Here's an approach which might work (I'm not sure about the correctness of this.)

1) Assume $M$ is closed. Choose a triangulation $T$ of $M$.
If the support of $c$ is contained inside the $p$-skeleton of this triangulation, then
we take $U$ to be a small regular neighborhood of $p$-skeleton. This will do the job in this case.

2) If not, let's consider the dual triangulation $T^\ast$. We can ask whether or not
$c$ meets the $(n-p-1)$-skeleton of $T^\ast$. If it doesn't we can let $U$ be the effect
of deleting the $(n-p-1)$-skeleton of $T^\ast$ from $M$. Then it seems to me that
$U$ has the correct property in this case.

3 ) More generally, we can ask whether there exists a triangulation $T$
satisfying the (2). It seems to me that it should be possible to slightly modify $T$, say by general position, so that (2) holds.

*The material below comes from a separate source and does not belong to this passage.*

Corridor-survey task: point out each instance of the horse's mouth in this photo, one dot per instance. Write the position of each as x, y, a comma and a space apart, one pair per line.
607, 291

**Remark:** I originally conceived of a version of this using Morse theory, but then realized that I had to retract it because I got confused. Perhaps it's possible to
find a Morse function $f\: M \to \Bbb R$ such that $c$ misses the $(n-p-1)$-skeleton
of the handlebody defined by $-f$? If so, we can define $U$ to be $M$ with this skeleton removed.